Data management, storage and retrieval is one aspect of big data. The other equally important aspect is what becomes possible when you have large amounts of data. The more data you have, the more “statistically significant” it becomes, which means that you can use a variety of statistical methods to tease magic from all that data. Those statistical methods lie at the heart of Google’s search engine and Amazon’s recommendation engine. These methods allow for the clustering of related news articles and for LinkedIn and Facebook to suggest people you probably know. We’re able to use similar methods on Eikon usage data to help customise Eikon search and navigation for a particular user and to look at patterns in news readership, for example. In this way, Eikon can continually learn and improve the results it returns, enriching the user experience on an ongoing basis.
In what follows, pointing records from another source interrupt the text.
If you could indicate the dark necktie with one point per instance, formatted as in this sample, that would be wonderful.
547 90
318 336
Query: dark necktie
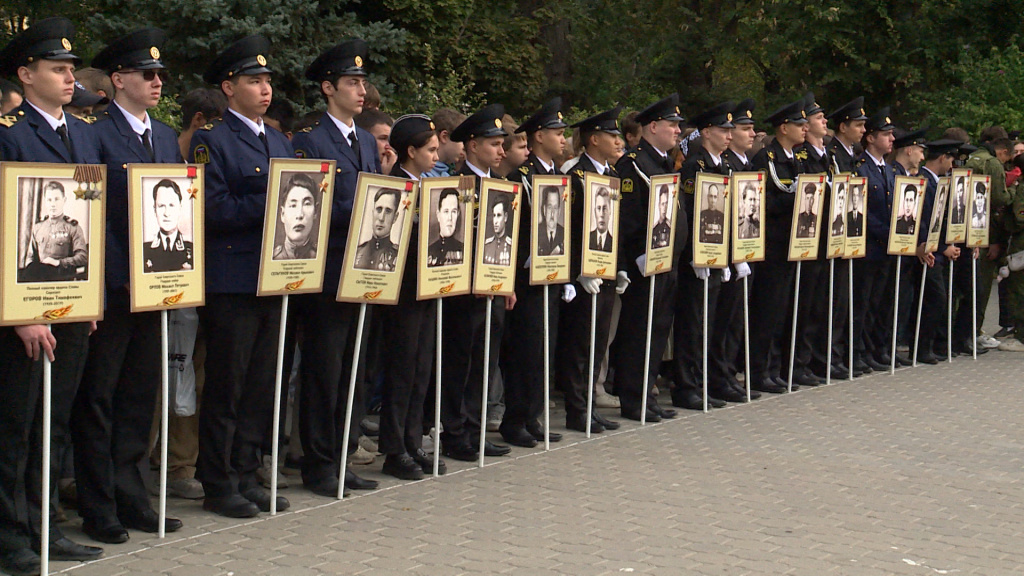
147 145
62 132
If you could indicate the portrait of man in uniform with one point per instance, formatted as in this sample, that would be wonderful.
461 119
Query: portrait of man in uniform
56 247
298 219
448 247
807 218
855 216
906 222
663 229
712 217
380 251
600 238
498 246
749 218
551 233
167 250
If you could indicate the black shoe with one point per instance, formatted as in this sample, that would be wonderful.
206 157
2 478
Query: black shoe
261 498
518 437
605 423
22 562
66 549
492 449
110 534
354 482
634 414
402 466
426 462
230 506
148 521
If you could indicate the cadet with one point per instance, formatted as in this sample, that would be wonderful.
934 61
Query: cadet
599 135
523 366
242 329
39 131
773 277
329 337
658 131
113 413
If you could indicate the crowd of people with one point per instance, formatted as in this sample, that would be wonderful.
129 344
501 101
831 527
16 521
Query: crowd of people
107 374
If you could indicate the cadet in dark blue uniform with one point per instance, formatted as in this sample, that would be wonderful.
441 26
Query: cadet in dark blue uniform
330 326
522 367
659 128
113 412
242 330
38 131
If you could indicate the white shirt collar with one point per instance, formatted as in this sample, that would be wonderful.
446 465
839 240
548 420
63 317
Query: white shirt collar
257 127
53 122
137 125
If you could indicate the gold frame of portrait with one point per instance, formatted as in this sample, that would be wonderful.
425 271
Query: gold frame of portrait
932 242
807 248
748 249
295 277
60 301
172 289
978 237
374 286
595 263
707 254
497 280
905 244
658 260
553 269
455 280
856 246
956 234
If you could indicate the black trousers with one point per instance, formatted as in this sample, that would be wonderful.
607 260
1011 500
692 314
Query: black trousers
238 397
522 359
462 370
631 336
687 335
328 345
113 412
410 338
20 428
572 359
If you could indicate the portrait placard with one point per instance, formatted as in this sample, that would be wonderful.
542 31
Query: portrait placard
980 191
299 197
600 223
165 236
938 210
497 238
749 212
445 231
378 240
806 231
52 242
662 211
549 253
960 205
836 228
906 215
711 223
856 215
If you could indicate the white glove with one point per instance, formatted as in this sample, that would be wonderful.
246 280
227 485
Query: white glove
742 270
568 292
622 281
590 285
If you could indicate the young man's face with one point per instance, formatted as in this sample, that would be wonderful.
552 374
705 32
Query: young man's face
168 208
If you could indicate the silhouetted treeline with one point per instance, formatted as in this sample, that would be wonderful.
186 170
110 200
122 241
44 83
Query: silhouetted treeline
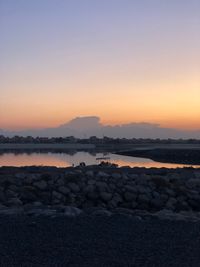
91 140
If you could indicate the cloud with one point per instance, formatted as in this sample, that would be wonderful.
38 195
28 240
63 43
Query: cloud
84 127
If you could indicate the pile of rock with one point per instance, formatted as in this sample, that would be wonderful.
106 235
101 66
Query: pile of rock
150 190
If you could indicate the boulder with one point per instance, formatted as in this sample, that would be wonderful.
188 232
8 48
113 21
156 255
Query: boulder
105 196
129 196
42 185
72 211
74 187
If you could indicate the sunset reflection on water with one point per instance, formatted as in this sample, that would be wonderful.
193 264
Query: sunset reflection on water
66 160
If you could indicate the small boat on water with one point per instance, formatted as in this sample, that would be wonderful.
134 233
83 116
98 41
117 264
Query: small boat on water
103 158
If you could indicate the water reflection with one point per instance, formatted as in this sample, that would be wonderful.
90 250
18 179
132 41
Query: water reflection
66 160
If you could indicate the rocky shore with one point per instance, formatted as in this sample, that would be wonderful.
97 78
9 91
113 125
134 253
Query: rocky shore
180 155
104 189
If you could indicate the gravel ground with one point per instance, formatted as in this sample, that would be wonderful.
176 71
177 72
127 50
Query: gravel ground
101 241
Data gets really big when you start to look at unstructured text. This is the heart of the big data challenge. As we start to use more of the big data infrastructure now available to us, we have been able to start looking beyond structured numerical data and do analysis on news stories. Applying statistical methods to that news text allows us to build things like our award-winning news sentiment engine.
Another data challenge that is more unique to financial services is real-time throughput. Companies like Google ingest extremely large amounts of data quickly and store time series of usage data, such as which ads were clicked on by which users at what time. But the end point of that data is generally statistical analysis of a large amount of that data all at once. When dealing with pricing data, the important thing is to get the data from its original source to the end user with as little latency as possible, while storing it and possibly filtering, cleaning and analysing it along the way. One common use case in financial services is in creating derived time series, where calculations have to be run in real-time in response to every incoming tick of underlying data. This is fundamentally the same challenge faced by high frequency traders whose algorithms need to make buy/sell decisions within tiny fractions of a second based on a mix of historical and incoming real-time data.
The financial services industry can only benefit from the innovations big data technology brings to how we manage, store, analyse and deliver market data. By going big, we have breathing space to innovate further and this enables us to fully realise our vision for a next generation desktop in Eikon, bringing the full power of things like natural search to transform how we find and consume financial information.